# Pensacola Beach pier, 5/4/18



## kingfish501 (Oct 7, 2007)

Early morning, bonitas, Spanish, bonitas, mahi mahi, bonitas...did I mention bonitas?

Pompano had the day off. A few...very few...got caught right before dark.

One king was " accidently" caught by some old man with more luck than skill...me. I say accident because my finger mullet had 4 sharks right by it when I looked down towards the bar to see if anyone was throwing at pomps. Line took off, so I announced I had hooked a damn shark. Took me out to the end, where Big Kenny said I had a king on...surrounfed by sharks. Free spooled a few seconds...and we all thought shark had him. Then the line went slack....said " oh well" , started feeling up my cut line....king is still on. When they gaffed him, my hook was stuck in the top of his head, like a snobble bait.

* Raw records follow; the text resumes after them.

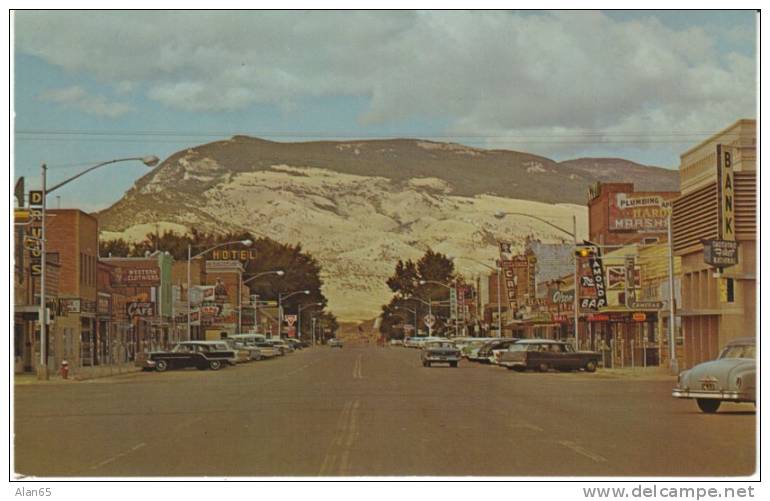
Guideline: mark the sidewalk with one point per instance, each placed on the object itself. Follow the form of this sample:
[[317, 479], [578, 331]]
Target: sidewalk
[[79, 374]]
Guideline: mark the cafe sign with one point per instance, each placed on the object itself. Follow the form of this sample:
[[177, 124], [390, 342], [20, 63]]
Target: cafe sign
[[563, 297]]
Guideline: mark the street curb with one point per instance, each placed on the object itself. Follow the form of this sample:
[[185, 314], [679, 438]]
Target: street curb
[[26, 379]]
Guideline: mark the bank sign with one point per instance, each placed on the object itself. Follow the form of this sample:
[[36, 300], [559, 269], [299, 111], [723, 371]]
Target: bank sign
[[720, 253], [638, 213]]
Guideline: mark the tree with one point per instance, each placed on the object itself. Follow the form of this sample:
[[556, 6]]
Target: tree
[[405, 279], [114, 248], [405, 283]]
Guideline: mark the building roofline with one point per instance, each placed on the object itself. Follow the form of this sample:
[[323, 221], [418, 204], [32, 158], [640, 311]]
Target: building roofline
[[742, 121]]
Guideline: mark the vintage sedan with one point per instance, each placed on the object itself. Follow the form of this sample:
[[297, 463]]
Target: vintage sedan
[[485, 354], [199, 354], [729, 378], [268, 350], [440, 352], [546, 354]]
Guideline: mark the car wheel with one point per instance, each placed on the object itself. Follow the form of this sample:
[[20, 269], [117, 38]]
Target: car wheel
[[708, 405]]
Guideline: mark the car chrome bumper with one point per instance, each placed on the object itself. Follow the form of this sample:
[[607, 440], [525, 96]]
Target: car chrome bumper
[[713, 395]]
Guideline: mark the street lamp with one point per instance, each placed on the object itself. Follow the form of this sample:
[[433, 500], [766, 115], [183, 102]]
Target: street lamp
[[430, 313], [149, 161], [280, 273], [281, 297], [299, 316], [573, 234], [409, 310], [457, 316], [499, 297], [190, 257]]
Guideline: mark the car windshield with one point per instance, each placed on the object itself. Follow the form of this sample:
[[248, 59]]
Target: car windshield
[[439, 344], [739, 351], [183, 348]]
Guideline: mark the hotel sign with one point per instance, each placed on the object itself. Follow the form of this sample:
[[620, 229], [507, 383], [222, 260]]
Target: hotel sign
[[33, 238], [233, 255]]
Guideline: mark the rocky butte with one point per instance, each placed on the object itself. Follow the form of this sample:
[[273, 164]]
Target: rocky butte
[[359, 206]]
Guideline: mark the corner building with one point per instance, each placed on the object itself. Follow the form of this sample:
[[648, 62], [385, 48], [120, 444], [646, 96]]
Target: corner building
[[716, 306]]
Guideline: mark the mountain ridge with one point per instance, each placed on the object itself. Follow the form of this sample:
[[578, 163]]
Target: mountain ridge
[[359, 206]]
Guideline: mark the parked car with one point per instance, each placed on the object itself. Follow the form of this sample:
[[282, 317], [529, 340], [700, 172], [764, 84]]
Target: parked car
[[441, 352], [281, 345], [294, 343], [730, 378], [471, 350], [268, 350], [199, 354], [545, 354], [420, 342], [485, 354]]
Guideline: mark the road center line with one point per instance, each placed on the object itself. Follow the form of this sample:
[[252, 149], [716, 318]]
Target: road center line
[[582, 451], [118, 456], [357, 373], [327, 466]]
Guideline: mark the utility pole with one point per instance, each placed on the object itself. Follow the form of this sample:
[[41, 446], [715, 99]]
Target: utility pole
[[42, 370], [671, 320]]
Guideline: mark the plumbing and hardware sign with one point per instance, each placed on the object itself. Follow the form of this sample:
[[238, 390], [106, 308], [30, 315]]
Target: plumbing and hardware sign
[[630, 212]]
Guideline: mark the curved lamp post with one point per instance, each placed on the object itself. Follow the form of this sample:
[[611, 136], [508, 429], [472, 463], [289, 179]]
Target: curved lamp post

My story is a shark ate my bait and the king ate the shark.

Final tally for me was one small king, 1 big spanish, 1 nice pompano...and 10,000 damn hardtails that ate most of my shrimp on my pompano set rod.


----------



## jaster (Oct 7, 2007)

My Boy and his buddy caught a cooler full of nice spanish, making him clean the smoker in the morning!


----------



## kingfish501 (Oct 7, 2007)

There were some big spanish caught. Most of the big ones ate hex head jigs in bright colors.


----------